<J2:愛媛0-1C大阪>◇第5節◇29日◇ニンスタ

 C大阪が、日本代表MF香川真司(20)の決勝ゴールで愛媛に1-0で勝ち、クラブ史上初の開幕5連勝で首位を守った。香川は28日のW杯アジア最終予選バーレーン戦(埼玉)でベンチ外だったが、この日に愛媛入りし先発出場。後半22分にミドルシュートで“駆けつけゴール”を決めた。2位の湘南も仙台に1-0で勝ち、開幕5連勝を飾った。

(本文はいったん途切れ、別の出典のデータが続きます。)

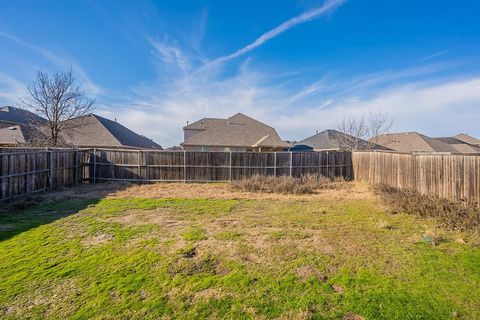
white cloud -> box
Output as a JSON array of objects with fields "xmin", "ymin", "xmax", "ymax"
[
  {"xmin": 274, "ymin": 77, "xmax": 480, "ymax": 140},
  {"xmin": 0, "ymin": 72, "xmax": 29, "ymax": 104},
  {"xmin": 148, "ymin": 37, "xmax": 190, "ymax": 72},
  {"xmin": 203, "ymin": 0, "xmax": 346, "ymax": 68}
]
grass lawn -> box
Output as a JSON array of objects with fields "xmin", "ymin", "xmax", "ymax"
[{"xmin": 0, "ymin": 183, "xmax": 479, "ymax": 319}]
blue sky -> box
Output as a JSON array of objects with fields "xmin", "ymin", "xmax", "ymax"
[{"xmin": 1, "ymin": 0, "xmax": 480, "ymax": 147}]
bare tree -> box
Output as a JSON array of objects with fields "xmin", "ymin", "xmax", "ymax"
[
  {"xmin": 366, "ymin": 111, "xmax": 393, "ymax": 147},
  {"xmin": 22, "ymin": 69, "xmax": 95, "ymax": 146},
  {"xmin": 335, "ymin": 111, "xmax": 393, "ymax": 151}
]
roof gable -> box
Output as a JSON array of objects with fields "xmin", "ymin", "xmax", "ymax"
[
  {"xmin": 374, "ymin": 132, "xmax": 457, "ymax": 153},
  {"xmin": 60, "ymin": 114, "xmax": 162, "ymax": 149},
  {"xmin": 454, "ymin": 133, "xmax": 480, "ymax": 146},
  {"xmin": 295, "ymin": 129, "xmax": 388, "ymax": 150},
  {"xmin": 182, "ymin": 113, "xmax": 289, "ymax": 148}
]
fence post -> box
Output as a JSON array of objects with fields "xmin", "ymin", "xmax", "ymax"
[
  {"xmin": 49, "ymin": 150, "xmax": 53, "ymax": 189},
  {"xmin": 326, "ymin": 151, "xmax": 329, "ymax": 178},
  {"xmin": 93, "ymin": 148, "xmax": 97, "ymax": 183},
  {"xmin": 274, "ymin": 152, "xmax": 277, "ymax": 177},
  {"xmin": 137, "ymin": 150, "xmax": 141, "ymax": 181},
  {"xmin": 289, "ymin": 152, "xmax": 293, "ymax": 177},
  {"xmin": 229, "ymin": 151, "xmax": 232, "ymax": 182},
  {"xmin": 183, "ymin": 150, "xmax": 187, "ymax": 183}
]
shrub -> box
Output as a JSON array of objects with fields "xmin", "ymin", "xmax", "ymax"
[
  {"xmin": 230, "ymin": 174, "xmax": 349, "ymax": 195},
  {"xmin": 375, "ymin": 184, "xmax": 480, "ymax": 232}
]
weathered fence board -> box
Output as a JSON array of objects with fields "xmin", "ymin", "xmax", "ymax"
[
  {"xmin": 91, "ymin": 150, "xmax": 353, "ymax": 183},
  {"xmin": 352, "ymin": 151, "xmax": 480, "ymax": 205},
  {"xmin": 0, "ymin": 149, "xmax": 90, "ymax": 201}
]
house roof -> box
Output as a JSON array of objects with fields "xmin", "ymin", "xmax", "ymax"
[
  {"xmin": 183, "ymin": 118, "xmax": 226, "ymax": 130},
  {"xmin": 59, "ymin": 114, "xmax": 162, "ymax": 149},
  {"xmin": 453, "ymin": 133, "xmax": 480, "ymax": 146},
  {"xmin": 0, "ymin": 121, "xmax": 26, "ymax": 145},
  {"xmin": 294, "ymin": 129, "xmax": 390, "ymax": 151},
  {"xmin": 0, "ymin": 106, "xmax": 47, "ymax": 125},
  {"xmin": 373, "ymin": 132, "xmax": 457, "ymax": 153},
  {"xmin": 435, "ymin": 137, "xmax": 480, "ymax": 154},
  {"xmin": 182, "ymin": 113, "xmax": 290, "ymax": 148}
]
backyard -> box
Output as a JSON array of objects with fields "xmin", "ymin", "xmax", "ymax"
[{"xmin": 1, "ymin": 182, "xmax": 479, "ymax": 319}]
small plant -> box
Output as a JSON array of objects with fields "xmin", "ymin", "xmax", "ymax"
[{"xmin": 183, "ymin": 227, "xmax": 208, "ymax": 241}]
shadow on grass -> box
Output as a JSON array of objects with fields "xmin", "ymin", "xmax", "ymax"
[
  {"xmin": 0, "ymin": 180, "xmax": 136, "ymax": 242},
  {"xmin": 0, "ymin": 198, "xmax": 101, "ymax": 242}
]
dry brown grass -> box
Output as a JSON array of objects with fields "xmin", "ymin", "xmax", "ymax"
[
  {"xmin": 231, "ymin": 174, "xmax": 349, "ymax": 195},
  {"xmin": 16, "ymin": 180, "xmax": 369, "ymax": 205},
  {"xmin": 375, "ymin": 184, "xmax": 480, "ymax": 232}
]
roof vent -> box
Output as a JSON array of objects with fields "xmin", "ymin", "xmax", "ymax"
[{"xmin": 8, "ymin": 127, "xmax": 17, "ymax": 130}]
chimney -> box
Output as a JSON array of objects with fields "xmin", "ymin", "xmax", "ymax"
[
  {"xmin": 187, "ymin": 121, "xmax": 189, "ymax": 125},
  {"xmin": 316, "ymin": 130, "xmax": 319, "ymax": 134},
  {"xmin": 115, "ymin": 118, "xmax": 117, "ymax": 122}
]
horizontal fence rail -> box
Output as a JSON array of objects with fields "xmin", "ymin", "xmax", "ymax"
[
  {"xmin": 352, "ymin": 151, "xmax": 480, "ymax": 205},
  {"xmin": 92, "ymin": 149, "xmax": 353, "ymax": 183}
]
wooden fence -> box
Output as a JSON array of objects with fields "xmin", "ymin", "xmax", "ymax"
[
  {"xmin": 92, "ymin": 149, "xmax": 353, "ymax": 182},
  {"xmin": 352, "ymin": 151, "xmax": 480, "ymax": 205},
  {"xmin": 0, "ymin": 149, "xmax": 352, "ymax": 201},
  {"xmin": 2, "ymin": 148, "xmax": 480, "ymax": 205},
  {"xmin": 0, "ymin": 149, "xmax": 90, "ymax": 200}
]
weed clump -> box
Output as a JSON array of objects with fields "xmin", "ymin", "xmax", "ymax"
[
  {"xmin": 231, "ymin": 174, "xmax": 349, "ymax": 195},
  {"xmin": 375, "ymin": 184, "xmax": 480, "ymax": 232}
]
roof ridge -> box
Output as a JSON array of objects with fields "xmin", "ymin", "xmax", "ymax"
[{"xmin": 89, "ymin": 114, "xmax": 123, "ymax": 146}]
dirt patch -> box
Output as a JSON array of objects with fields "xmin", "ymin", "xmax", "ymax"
[
  {"xmin": 2, "ymin": 278, "xmax": 80, "ymax": 318},
  {"xmin": 81, "ymin": 233, "xmax": 113, "ymax": 247},
  {"xmin": 106, "ymin": 208, "xmax": 187, "ymax": 230},
  {"xmin": 296, "ymin": 265, "xmax": 328, "ymax": 282},
  {"xmin": 342, "ymin": 312, "xmax": 365, "ymax": 320},
  {"xmin": 193, "ymin": 288, "xmax": 227, "ymax": 301}
]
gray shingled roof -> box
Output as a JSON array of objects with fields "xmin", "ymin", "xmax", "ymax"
[
  {"xmin": 182, "ymin": 113, "xmax": 290, "ymax": 148},
  {"xmin": 0, "ymin": 106, "xmax": 47, "ymax": 125},
  {"xmin": 294, "ymin": 129, "xmax": 389, "ymax": 151},
  {"xmin": 453, "ymin": 133, "xmax": 480, "ymax": 146},
  {"xmin": 435, "ymin": 137, "xmax": 480, "ymax": 154},
  {"xmin": 373, "ymin": 132, "xmax": 457, "ymax": 153},
  {"xmin": 60, "ymin": 114, "xmax": 162, "ymax": 149},
  {"xmin": 183, "ymin": 118, "xmax": 226, "ymax": 130}
]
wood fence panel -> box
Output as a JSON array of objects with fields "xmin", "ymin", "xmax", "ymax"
[{"xmin": 352, "ymin": 151, "xmax": 480, "ymax": 205}]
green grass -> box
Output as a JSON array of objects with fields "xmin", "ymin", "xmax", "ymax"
[{"xmin": 0, "ymin": 193, "xmax": 479, "ymax": 319}]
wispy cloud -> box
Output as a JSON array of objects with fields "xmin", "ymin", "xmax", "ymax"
[
  {"xmin": 203, "ymin": 0, "xmax": 346, "ymax": 68},
  {"xmin": 0, "ymin": 31, "xmax": 103, "ymax": 95},
  {"xmin": 148, "ymin": 37, "xmax": 190, "ymax": 72},
  {"xmin": 0, "ymin": 72, "xmax": 29, "ymax": 104},
  {"xmin": 419, "ymin": 50, "xmax": 449, "ymax": 62}
]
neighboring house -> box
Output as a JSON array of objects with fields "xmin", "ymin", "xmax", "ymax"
[
  {"xmin": 434, "ymin": 136, "xmax": 480, "ymax": 154},
  {"xmin": 0, "ymin": 121, "xmax": 26, "ymax": 146},
  {"xmin": 292, "ymin": 129, "xmax": 390, "ymax": 152},
  {"xmin": 0, "ymin": 106, "xmax": 47, "ymax": 147},
  {"xmin": 59, "ymin": 114, "xmax": 162, "ymax": 149},
  {"xmin": 373, "ymin": 132, "xmax": 457, "ymax": 153},
  {"xmin": 0, "ymin": 105, "xmax": 47, "ymax": 125},
  {"xmin": 181, "ymin": 113, "xmax": 290, "ymax": 151},
  {"xmin": 453, "ymin": 133, "xmax": 480, "ymax": 147}
]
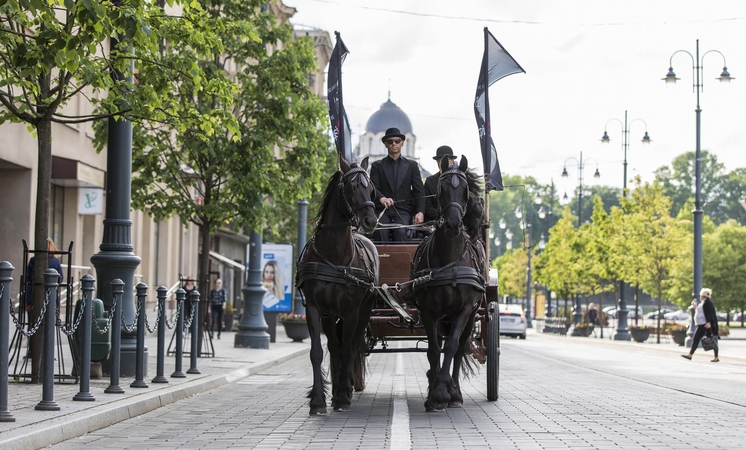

 鮮やかな一撃だった。愛媛の猛攻に耐え、カウンターを仕掛けた後半22分。香川は、MF乾からパスを受けると相手DFのマークを振り切り中央突破する。さらにもう1人をドリブルでかわすと、右足を振り抜き、華麗なミドル弾を突き刺した。20歳となって初のゴールに「個人的には苦しんでいた。結果を残せてうれしい限り。自信になる」と胸を張った。

 開幕から思うように体が動かなかった。最近は「スランプです」が口癖だった。代表合宿に参加直前の22日栃木戦では精彩を欠き後半30分に交代を命じられた。レビークルピ監督からは「代表のことを考え、浮ついていた」と厳しい指摘を受け、落ち込んだ。

 心の支えとなったのは、野球のWBCで侍ジャパンの連覇に貢献したイチローの存在だった。小学生時代、当時オリックスのイチローの大ファンで、父啓一さん(49)に連れられ、毎月のように観戦に行った。代表合宿中もWBCはテレビ観戦。イチローも苦しみながら、最後に殊勲の決勝打を放ったことに感動した。「自分も日の丸を背負っているからには、どんな時も前向きになろう」と心の中で誓った。

 日本代表ではバーレーン戦でベンチ外だったが「自分よりレベルの高い選手から何かを吸収することだけを考えた」と練習に打ち込んだ。そして、C大阪に戻ってすぐ、殊勲のゴールを決めた。「これからが勝負です。勝ち続けたい」ときっぱり。香川に、もうすぐ本格的な春が訪れそうだ。